Futures slid 1 percent. The Energy Information Administration said yesterday gas stockpiles rose by 82 billion cubic feet in the seven days ended April 25, compared with a five-year average increase of 58 billion. Commodity Weather Group LLC predicted mostly normal or higher-than-average temperatures in the lower 48 states from May 7 through May 16. Prices are down from a two-month high of $4.852 per million British thermal units on April 30.
“After yesterday’s injection, the pace of storage gains is going to strengthen,” said Gene McGillian, an analyst and broker at Tradition Energy in Stamford, Connecticut. “If we end up seeing mild spring weather, it’s going to be tough for the market to push above $5.”

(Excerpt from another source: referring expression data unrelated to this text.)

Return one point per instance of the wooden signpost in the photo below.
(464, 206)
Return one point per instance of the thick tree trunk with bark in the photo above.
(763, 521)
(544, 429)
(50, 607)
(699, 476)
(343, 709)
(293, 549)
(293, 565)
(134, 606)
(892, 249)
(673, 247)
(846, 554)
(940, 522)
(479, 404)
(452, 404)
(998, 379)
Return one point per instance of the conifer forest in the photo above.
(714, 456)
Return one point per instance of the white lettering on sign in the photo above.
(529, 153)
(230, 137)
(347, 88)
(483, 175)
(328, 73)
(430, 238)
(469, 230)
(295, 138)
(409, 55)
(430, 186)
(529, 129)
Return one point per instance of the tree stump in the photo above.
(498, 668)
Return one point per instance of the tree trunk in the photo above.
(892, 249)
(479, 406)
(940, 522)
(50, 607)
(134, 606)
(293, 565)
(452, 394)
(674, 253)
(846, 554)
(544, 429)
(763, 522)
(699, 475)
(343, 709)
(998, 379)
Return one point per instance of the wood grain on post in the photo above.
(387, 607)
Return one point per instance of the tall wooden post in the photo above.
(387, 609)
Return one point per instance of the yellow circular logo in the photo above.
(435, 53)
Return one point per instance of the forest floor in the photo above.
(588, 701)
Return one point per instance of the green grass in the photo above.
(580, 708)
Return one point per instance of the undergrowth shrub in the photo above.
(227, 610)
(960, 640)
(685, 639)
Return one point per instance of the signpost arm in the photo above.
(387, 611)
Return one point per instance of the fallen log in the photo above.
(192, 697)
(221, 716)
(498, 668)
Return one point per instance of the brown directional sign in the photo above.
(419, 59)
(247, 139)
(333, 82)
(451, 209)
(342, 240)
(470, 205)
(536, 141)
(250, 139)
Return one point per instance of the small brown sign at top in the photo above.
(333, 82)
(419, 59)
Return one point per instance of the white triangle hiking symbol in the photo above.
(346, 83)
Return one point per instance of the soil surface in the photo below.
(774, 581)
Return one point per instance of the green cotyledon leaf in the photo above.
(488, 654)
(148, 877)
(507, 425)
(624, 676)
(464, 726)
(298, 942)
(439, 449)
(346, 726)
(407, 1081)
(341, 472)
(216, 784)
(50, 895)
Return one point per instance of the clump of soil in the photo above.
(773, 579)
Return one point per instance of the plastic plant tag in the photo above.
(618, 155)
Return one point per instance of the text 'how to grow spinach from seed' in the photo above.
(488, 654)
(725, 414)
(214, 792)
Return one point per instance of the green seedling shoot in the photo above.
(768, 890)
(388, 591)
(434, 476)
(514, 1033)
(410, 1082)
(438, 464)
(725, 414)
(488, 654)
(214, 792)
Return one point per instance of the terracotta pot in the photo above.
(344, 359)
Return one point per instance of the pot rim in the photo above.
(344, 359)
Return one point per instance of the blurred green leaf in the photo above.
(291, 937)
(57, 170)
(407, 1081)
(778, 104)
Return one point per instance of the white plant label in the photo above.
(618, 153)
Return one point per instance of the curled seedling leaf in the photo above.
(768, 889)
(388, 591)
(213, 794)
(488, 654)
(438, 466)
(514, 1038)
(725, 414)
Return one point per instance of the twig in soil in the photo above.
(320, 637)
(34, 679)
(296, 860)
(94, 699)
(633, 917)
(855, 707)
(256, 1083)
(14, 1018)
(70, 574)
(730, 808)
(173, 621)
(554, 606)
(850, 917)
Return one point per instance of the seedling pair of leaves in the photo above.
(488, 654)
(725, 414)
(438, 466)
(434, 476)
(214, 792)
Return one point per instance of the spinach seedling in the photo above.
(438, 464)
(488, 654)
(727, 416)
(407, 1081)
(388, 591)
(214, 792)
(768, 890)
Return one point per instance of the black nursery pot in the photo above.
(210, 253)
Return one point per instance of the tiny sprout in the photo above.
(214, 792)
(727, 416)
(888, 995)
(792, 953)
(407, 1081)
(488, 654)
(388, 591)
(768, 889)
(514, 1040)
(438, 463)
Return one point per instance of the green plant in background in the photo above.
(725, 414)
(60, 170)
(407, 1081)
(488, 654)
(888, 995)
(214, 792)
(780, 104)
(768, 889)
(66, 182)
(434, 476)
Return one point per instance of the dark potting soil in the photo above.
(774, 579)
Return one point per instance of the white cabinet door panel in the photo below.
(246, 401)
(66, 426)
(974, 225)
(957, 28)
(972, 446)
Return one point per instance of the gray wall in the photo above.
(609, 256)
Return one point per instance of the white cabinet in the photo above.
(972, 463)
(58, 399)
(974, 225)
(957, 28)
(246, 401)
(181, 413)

Natural gas for June delivery fell 4.5 cents to settle at $4.674 per million British thermal units on the New York Mercantile Exchange. Volume for all futures traded was 34 percent below the 100-day average. The futures are up 10 percent this year and 0.6 percent this week.
The low in New York on May 9 may be 61 degrees Fahrenheit (16 Celsius), 9 above normal, and the high may be 74, according to AccuWeather Inc. in State College, Pennsylvania. Chicago temperatures may climb to 68 degrees.
About 49 percent of U.S. households use gas for heating, with the biggest share in the Midwest, EIA data show. Power plants account for 31 percent of gas consumption.
Gross gas output in the lower 48 states rose 0.1 percent in February to 75.37 billion cubic feet a day from a revised 75.32 billion the previous month, the U.S. said April 30 in its monthly EIA-914 production report. The “other states” category, which includes the Marcellus shale in the Northeast, gained 2.1% on new wells and improved weather.
Stockpiles may reach 3.414 trillion cubic feet by Nov. 7, the lowest for that time of year since 2005 and down 420 billion from a year earlier, Michael Hsueh, an analyst at Deutsche Bank AG in London, said in a note to clients today. Production growth hasn’t reached the level needed to reach 85 percent of working gas capacity, the percentage Deutsche Bank views as adequate.
“We believe upside risks have become somewhat more acute for the upcoming winter season,” Hsueh said. Working gas includes supplies available for delivery.